Wednesday 4 March 2020

Being Yourself Might Just Not Be Good Enough


When I feel stressed and I want to just take a break and rest, I run through my social media handles to see what’s happening in the world around me. Because I am not so much of a social media person, I do a lot of scan reading and only inspiration stuff catches my attention. So, I search for those phrases, sentences, or captions that are motivational in nature and those are the stuff I press the like buttons for the most. One thing I have found to appear quite often in those motivational captions is the phrase “Be Yourself.” While I agree with this to an extent, I believe it doesn’t improve one in many ways.
Now, assuming being myself means me being judgmental, nagging all the time, being consumed in your convictions and not being opened to learning, always sourly, looking down on people and many negative vibes like that, then being myself would just mean being toxic to the environment around you and the people around you.
So, in marriage you need to know when being yourself isn’t working for you and when it is time to improve yourself. There are so many couples in marriage with an entitlement mentality who have crafted in their heads what and what they should be getting from the spouses based on faulty traditional norms and they are so consumed in those traditional shortfall ideologies that they fail to see its killing effect on their marriages.
The interesting thing is that they want a beautiful marital life where everything is rosy and sweet and they get all that they want without being ready to give anything just because the tradition gives them the right to make demands where they have sown nothing.
  A wife who has not been a significant part of her husband’s success story shouldn’t expect that he will be willing to give her all she wants and need simply because she is his wife. I have seen places in the Bible where God has asked the man to love his wife as himself and as Christ loves the church, but I have not seen anywhere in the Bible where it says the wife should depend on her husband for all that she needs and wants. But when a wife has been a strong pillar of support for her husband, encouraging him to be the best he can be and praying for him continually, when success eventually comes, she will not need to make demands before her needs and wants are taken care of by her husband. The grateful part of him will make him go overboard in caring for her because she has sown the right seeds in him that have produced a bountiful harvest for her.

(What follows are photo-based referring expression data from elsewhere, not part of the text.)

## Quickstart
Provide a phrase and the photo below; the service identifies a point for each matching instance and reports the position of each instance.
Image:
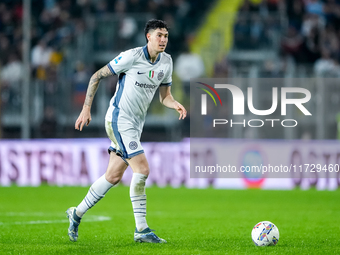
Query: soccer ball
(265, 233)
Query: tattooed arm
(85, 115)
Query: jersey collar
(147, 56)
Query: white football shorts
(125, 139)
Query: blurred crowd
(313, 35)
(56, 25)
(310, 36)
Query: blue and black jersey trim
(111, 69)
(147, 56)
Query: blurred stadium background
(47, 55)
(49, 51)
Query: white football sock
(138, 200)
(97, 191)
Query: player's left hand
(181, 110)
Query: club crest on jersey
(133, 145)
(117, 59)
(160, 75)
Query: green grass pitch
(193, 221)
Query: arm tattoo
(94, 83)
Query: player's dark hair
(153, 24)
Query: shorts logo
(160, 75)
(133, 145)
(117, 59)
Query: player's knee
(144, 171)
(113, 179)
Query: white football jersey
(137, 84)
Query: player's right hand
(84, 118)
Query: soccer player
(141, 71)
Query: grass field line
(90, 218)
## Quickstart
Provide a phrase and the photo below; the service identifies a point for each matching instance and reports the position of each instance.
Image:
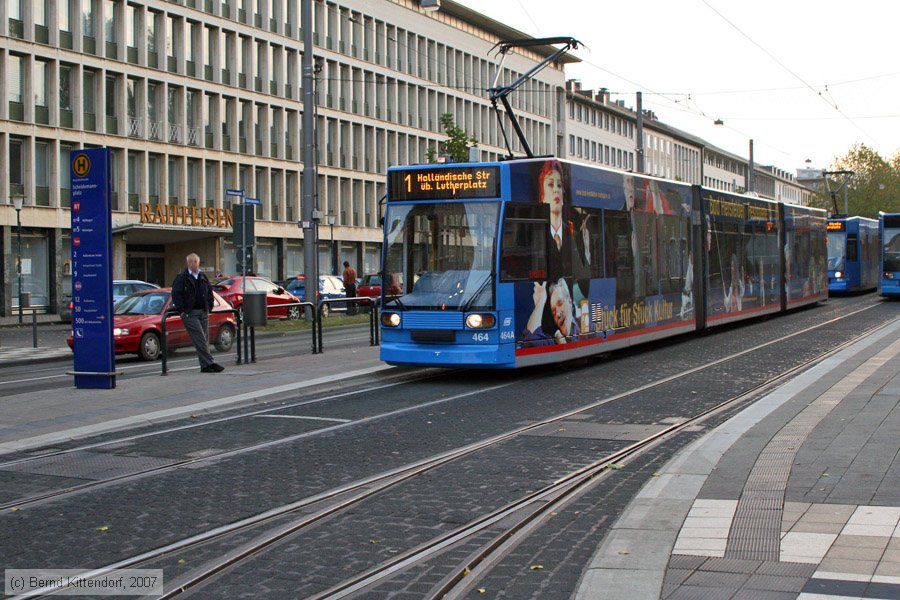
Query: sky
(805, 80)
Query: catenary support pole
(309, 153)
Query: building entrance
(147, 267)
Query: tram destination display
(444, 183)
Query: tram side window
(619, 256)
(725, 256)
(588, 244)
(852, 240)
(647, 268)
(673, 253)
(524, 242)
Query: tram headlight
(480, 321)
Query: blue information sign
(92, 313)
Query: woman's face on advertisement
(552, 193)
(561, 309)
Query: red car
(232, 289)
(370, 286)
(138, 318)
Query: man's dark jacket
(186, 290)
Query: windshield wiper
(484, 284)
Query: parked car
(121, 289)
(232, 289)
(330, 287)
(370, 287)
(138, 321)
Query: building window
(16, 168)
(110, 95)
(151, 32)
(173, 180)
(110, 21)
(210, 184)
(39, 12)
(14, 9)
(62, 11)
(132, 19)
(87, 18)
(39, 83)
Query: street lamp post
(17, 201)
(330, 220)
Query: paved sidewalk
(25, 355)
(796, 497)
(30, 420)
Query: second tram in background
(531, 261)
(890, 254)
(853, 254)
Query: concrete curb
(631, 561)
(41, 359)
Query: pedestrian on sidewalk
(350, 286)
(192, 297)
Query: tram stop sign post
(243, 230)
(92, 298)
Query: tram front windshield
(440, 256)
(836, 250)
(892, 249)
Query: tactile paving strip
(756, 529)
(89, 465)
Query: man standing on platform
(192, 297)
(350, 286)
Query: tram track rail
(355, 493)
(100, 483)
(530, 511)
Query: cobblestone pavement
(146, 513)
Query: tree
(457, 144)
(874, 186)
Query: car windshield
(444, 253)
(142, 304)
(836, 247)
(295, 284)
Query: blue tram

In the same manner, a man who has not been loving and caring towards his wife should not expect that she will be excited to make him the best meals, or do his dirty laundries, or run his many errands for him just because the tradition demands that she cooks his food. It really doesn’t work that way. If you want the best, then you must give your best at all times.
So, I will conclude today’s post by saying, it’s good to be yourself when yourself is the best of you, producing positivity within your environment and for people around you. But when being yourself requires a lot of amendments, then you need to improve on you to get the best from people around you. And this is so important for your marriage. The beautiful marriage you long for can only happen from the beautiful input that you have invested in it.